Panneau ajouré de anonyme figure dans les collections du musée archéologique. Le procédé technique employé est pierre d'asnières (taillé). Format : Hauteur en cm 97 ; Largeur en cm 84 ; Profondeur en cm 16. Cette pièce remonte à la 3e quart 15e siècle.

Contexte de création

anonyme crée Panneau ajouré à une époque où la 3e quart 15e siècle transforme en profondeur le paysage artistique. Le musée archéologique, qui abrite cette œuvre, offre au visiteur la possibilité de mesurer l'influence du contexte historique et culturel sur la démarche de l'artiste. Les circonstances de la création éclairent le sens et la portée de cette pièce remarquable.

Questions fréquentes

Tout ce que vous devez savoir

L'œuvre « Panneau ajouré » est conservée au musée archéologique, un établissement portant le label « Musée de France ». Ce label garantit la qualité de conservation des collections et leur accessibilité au public.

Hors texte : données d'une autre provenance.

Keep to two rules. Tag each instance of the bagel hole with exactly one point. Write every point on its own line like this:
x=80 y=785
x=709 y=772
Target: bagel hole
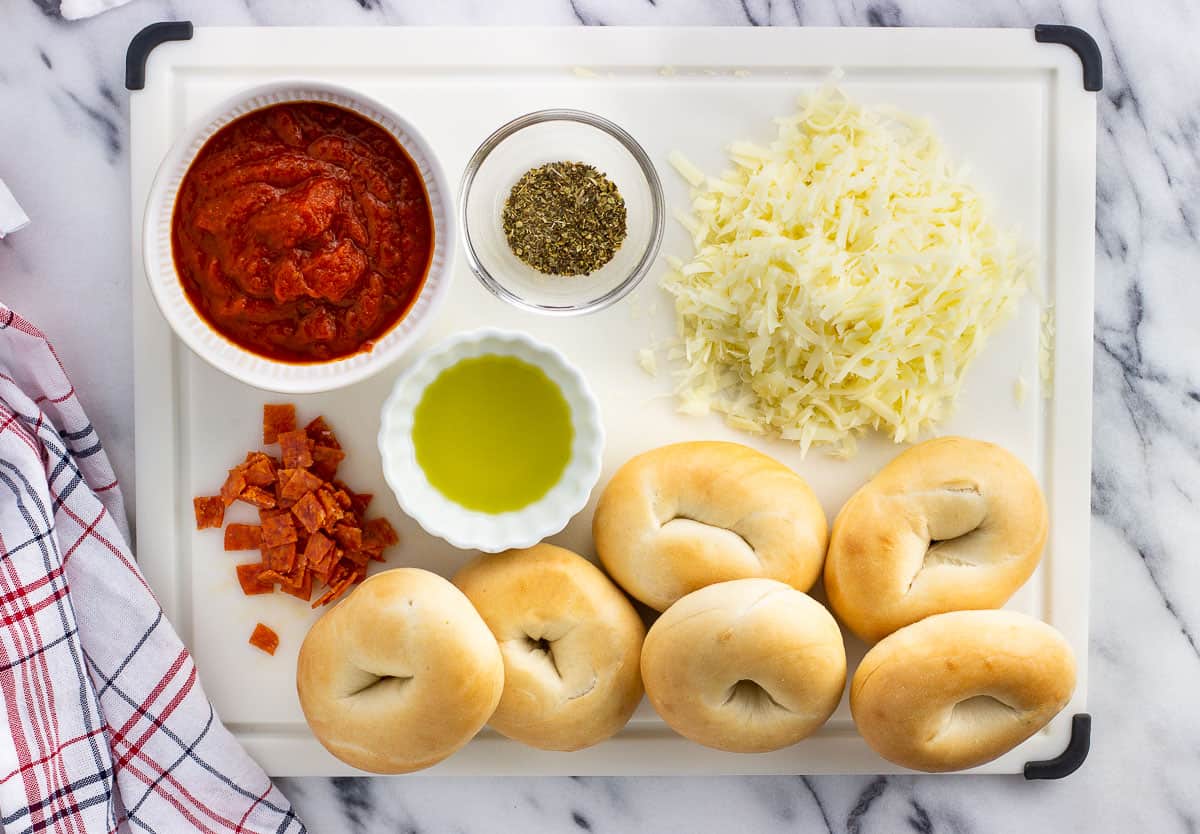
x=751 y=695
x=977 y=713
x=376 y=681
x=688 y=520
x=543 y=646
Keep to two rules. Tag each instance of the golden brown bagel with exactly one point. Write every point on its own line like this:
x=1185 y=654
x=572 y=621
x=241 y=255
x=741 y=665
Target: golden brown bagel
x=570 y=642
x=744 y=666
x=400 y=673
x=959 y=689
x=684 y=516
x=949 y=525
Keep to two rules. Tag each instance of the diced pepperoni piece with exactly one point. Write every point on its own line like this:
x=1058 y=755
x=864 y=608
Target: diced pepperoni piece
x=264 y=639
x=269 y=513
x=247 y=577
x=334 y=513
x=303 y=589
x=244 y=538
x=279 y=531
x=258 y=497
x=294 y=447
x=281 y=558
x=309 y=513
x=360 y=502
x=357 y=558
x=209 y=511
x=297 y=483
x=325 y=461
x=318 y=550
x=382 y=529
x=274 y=577
x=261 y=472
x=349 y=538
x=319 y=432
x=277 y=419
x=234 y=485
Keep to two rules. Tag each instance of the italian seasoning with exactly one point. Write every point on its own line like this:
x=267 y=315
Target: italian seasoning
x=564 y=219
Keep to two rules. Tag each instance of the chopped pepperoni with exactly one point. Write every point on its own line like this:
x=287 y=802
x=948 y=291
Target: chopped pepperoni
x=279 y=531
x=258 y=497
x=209 y=511
x=265 y=639
x=294 y=484
x=234 y=485
x=319 y=432
x=309 y=513
x=325 y=461
x=311 y=525
x=244 y=538
x=247 y=577
x=294 y=450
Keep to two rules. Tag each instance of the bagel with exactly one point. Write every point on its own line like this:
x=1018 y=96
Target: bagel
x=570 y=642
x=959 y=689
x=949 y=525
x=400 y=673
x=684 y=516
x=744 y=666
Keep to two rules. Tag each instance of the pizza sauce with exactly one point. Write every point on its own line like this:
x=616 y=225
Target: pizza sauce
x=303 y=232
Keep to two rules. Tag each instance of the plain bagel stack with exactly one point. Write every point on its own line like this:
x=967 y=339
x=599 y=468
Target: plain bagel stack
x=570 y=642
x=725 y=541
x=918 y=559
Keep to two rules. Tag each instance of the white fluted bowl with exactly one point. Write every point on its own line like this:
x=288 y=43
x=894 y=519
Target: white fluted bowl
x=471 y=529
x=234 y=360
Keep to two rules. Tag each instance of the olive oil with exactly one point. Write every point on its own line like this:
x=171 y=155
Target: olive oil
x=492 y=433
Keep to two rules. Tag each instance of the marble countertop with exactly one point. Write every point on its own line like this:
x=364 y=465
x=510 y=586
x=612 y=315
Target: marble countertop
x=64 y=151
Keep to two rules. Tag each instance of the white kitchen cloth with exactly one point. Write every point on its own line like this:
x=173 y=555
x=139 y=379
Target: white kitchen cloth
x=11 y=215
x=73 y=10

Cette œuvre est attribuée à anonyme d'après la base Joconde du ministère de la Culture. Consultez la fiche de l'artiste sur DellArte pour découvrir son parcours, ses autres œuvres et les musées qui conservent ses créations.

Les données proviennent de la base Joconde du ministère de la Culture (data.culture.gouv.fr), diffusées sous Licence Ouverte v2.0 (Etalab). Les notices sont renseignées par les musées conservateurs et validées par le Service des musées de France.

L'œuvre fait partie des collections d'un musée labellisé « Musée de France ». Contactez le musée conservateur pour vérifier si l'œuvre est actuellement exposée dans les salles ou conservée en réserve. Les horaires d'ouverture et les tarifs sont disponibles sur le site officiel du musée.